Parte do dia é minha tristeza.
Agora sou assim, meia saudade e muito amor.
Contaram que ela sempre foi assim. Desde pequenina tinha dessas coisas. Quando seu pai perguntava onde tinha ido, dizia “Ali.”.
Ninguém nunca conseguiu compreender. Nem ela mesma se entendia. Tinha dessas coisas. Achava que todo mundo tinha, mas não sustentava essa idéia e logo percebia que era apenas impressão. Só ela era assim, só ela tinha disso. E por ser incomum sentia angústia, rejeição. Ela queria ser como as outras, mas não conseguia.

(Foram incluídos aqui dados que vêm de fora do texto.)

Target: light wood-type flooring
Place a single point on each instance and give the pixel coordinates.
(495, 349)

O que acontece é que ela nunca conseguiu conter o seu coração, ele sempre foi dono de si próprio e amava desmedidamente. Não gostava, portanto, de dizer para os outros aonde seu coração a tinha levado. Ela apenas o seguia.

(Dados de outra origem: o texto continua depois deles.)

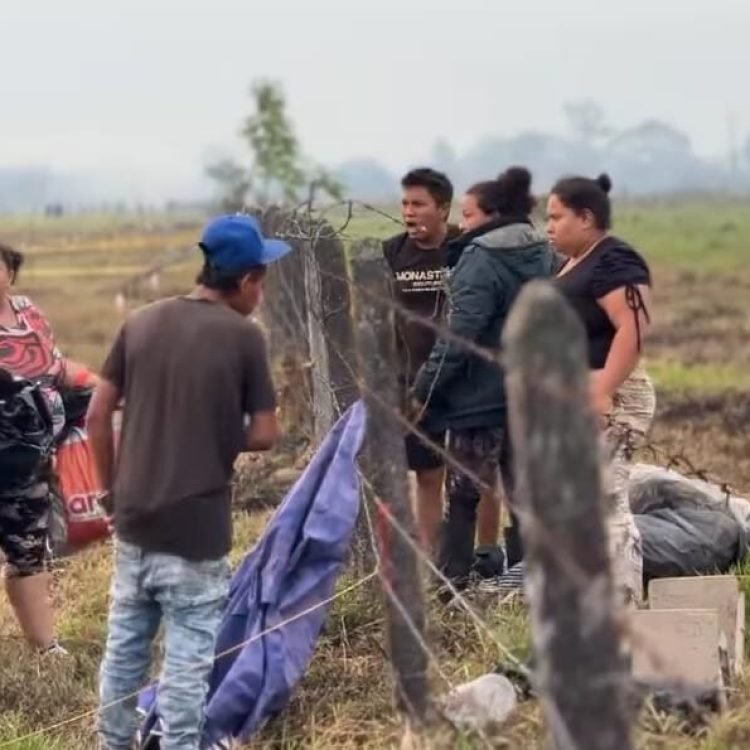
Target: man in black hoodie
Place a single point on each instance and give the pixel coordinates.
(417, 262)
(465, 391)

Amava o cachorro que passava, o vento que refrescava seu rosto, a água corrente ou parada, a pessoa que nem olhava para ela, o morador de rua que pedia-lhe ajuda, as flores caídas ao chão ou vivendo nas árvores. Tudo amava. Se seu pai soubesse de tudo que esse músculo tinha levado sua filha a fazer, teria mandado tirá-lo do corpo dela.
E por mais angústia, por mais vergonha, ela nunca quis se desfazer daquele coração. Ele era seu, parte dela. Se era desmedido e inconseqüente, é porque ela era assim também. Isso ela pensava. Pois apesar de aparentemente tímida e acanhada, quando seu coração mandava fazer algo, seja o que fosse, ela obedecia.
Contaram também que ainda hoje, depois de velha, ela obedece aquele coração que mesmo encanecido continua desmesurado. Basta ser do conhecimento dela que se torna capaz de seu amor.
Ninguém entende como é possível tanto amor. Mas ela sempre foi assim, sempre teve dessas coisas de sair amando por aí.